Actors are not born. They evolve. They experiment with their choice of scripts. They delve deep into the conscience of the character they are chosen to play. They are mavericks when it comes to the learning process. They play around with the character in a bid to lure the character’s soul to themselves. They perfect the art. They behave. They evolve.
This is what Suraj Venjaramoodu too has done with the Joselet Joseph-Jean Markose script while getting into the skin of Plachottil Kuttan Pillai. And, right from the word go, we don’t see any trace of Suraj Venjaramoodu.
Kuttanpillayude Sivarathri, Jean Markose’s second outing as director, is technically a flick that runs less than two hours on screen. Watching Kuttan Pillai for these couple of hours is like diving into unfamiliar waters. The recent slew of characters Suraj has played on screen vouch for the potential he holds. With characters in films like Perariyathavar (for which he won a National award), Varnyathil Aashanka and Thondimuthalum Driksakshiyum, he has proved his capabilities. Kuttan Pillai takes a giant leap forward on that terrain.
Kuttanpillayude Sivarathri is Suraj’s own. The actor in him has evolved to blossom. On screen, Suraj goes missing the moment Kuttan Pillai makes his presence felt. From then on, it is the partriarch of Plachottil doing the rounds. The senior police constable who would go to any extent to safeguard the large jackfruit tree on his backyard, is safe in the actor’s hands. The way he enacts the role is magical.
A relevant theme wrapped in the conscience of Kuttan Pillai’s character converses well with the audience just the way the director envisages it to be. The interweaving of half a dozen different tales into the script is done to perfection. And, Suraj lords over it all as Kuttan Pillai, most of the time dominant, and then as vulnerable as it could be.
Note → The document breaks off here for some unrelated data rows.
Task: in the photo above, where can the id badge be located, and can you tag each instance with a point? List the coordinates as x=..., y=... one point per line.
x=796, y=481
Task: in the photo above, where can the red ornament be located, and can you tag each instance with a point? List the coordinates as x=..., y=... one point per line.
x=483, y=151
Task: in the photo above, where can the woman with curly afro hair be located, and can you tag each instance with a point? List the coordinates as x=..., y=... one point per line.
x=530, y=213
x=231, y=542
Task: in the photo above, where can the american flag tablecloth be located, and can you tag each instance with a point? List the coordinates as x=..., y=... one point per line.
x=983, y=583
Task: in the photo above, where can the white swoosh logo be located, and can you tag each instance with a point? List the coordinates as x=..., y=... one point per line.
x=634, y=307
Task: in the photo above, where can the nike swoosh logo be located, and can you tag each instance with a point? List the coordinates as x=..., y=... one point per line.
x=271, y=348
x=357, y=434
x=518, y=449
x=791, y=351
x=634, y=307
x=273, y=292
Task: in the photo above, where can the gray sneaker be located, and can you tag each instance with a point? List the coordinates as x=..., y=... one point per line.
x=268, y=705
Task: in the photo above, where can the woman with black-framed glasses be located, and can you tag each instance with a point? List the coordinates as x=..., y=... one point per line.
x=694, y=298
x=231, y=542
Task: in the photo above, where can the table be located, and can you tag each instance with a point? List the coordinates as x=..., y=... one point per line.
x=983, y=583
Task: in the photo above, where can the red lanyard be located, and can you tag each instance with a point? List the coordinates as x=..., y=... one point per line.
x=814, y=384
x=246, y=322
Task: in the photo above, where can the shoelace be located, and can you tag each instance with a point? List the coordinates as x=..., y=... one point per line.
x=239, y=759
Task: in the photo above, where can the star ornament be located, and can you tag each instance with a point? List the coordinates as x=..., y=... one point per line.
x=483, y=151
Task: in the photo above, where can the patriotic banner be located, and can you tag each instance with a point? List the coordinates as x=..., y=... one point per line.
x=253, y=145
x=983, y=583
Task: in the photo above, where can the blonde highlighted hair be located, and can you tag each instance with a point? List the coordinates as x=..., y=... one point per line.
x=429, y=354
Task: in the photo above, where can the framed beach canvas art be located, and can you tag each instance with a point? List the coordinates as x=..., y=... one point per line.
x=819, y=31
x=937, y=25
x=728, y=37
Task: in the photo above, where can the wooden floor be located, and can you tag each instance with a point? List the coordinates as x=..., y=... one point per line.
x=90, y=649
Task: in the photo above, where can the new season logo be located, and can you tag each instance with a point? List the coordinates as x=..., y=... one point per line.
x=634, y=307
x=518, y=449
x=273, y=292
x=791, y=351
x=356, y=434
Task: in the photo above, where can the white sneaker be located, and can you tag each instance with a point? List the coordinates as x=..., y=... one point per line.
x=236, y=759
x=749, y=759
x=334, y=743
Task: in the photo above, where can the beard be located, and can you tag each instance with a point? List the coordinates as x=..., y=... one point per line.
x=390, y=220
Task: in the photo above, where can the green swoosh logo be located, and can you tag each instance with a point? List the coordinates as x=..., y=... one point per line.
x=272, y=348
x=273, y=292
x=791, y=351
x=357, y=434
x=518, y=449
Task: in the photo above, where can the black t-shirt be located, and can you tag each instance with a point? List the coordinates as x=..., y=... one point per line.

Supported by a handful of actors who don’t sport the star tag, Suraj takes Kuttan Pillai to heights no one would have ever imagined. He is seriously witty, excruciatingly rude, and flawlessly matter of fact. He puts himself in the driver’s seat, drives through unreal terrain, and makes things happen the way he wants them to be. In his vulnerability phase too, he is adamant and tough. He wants his jack tree to live even after his life is snuffed out by destiny’s cruel joke. He has for company the many souls he used to fearfully spot when he was alive. His aversion towards crackers has a reason, and he stands by his stance. He doesn’t want death to come calling all of a sudden, as he has already seen the worst. Kuttan Pillai is what you and I are, and should be.
Playing with fire could mean playing with life, Kuttan Pillai exhorts through his fear for anything that bursts with a noise. Suraj plays the police constable with panache. Apart from his wife, it is the jack tree on his backyard he trusts the most. Ironically, it is this tree that renders him lifeless. And yet, he lives on to see his tree survive when his partner in life stands up to save the tree from the blade that would have brought it down.
The class actor in Suraj blossoms to the core here, as the camera captures the very essence of what he was supposed to do in that final scene. This is where Suraj stamps his authority over the script and the role he was chosen to play. He breathes life into the role as no one could ever have. This man, has evolved to be a film maker’s dream. This, for sure, is how an actor should be.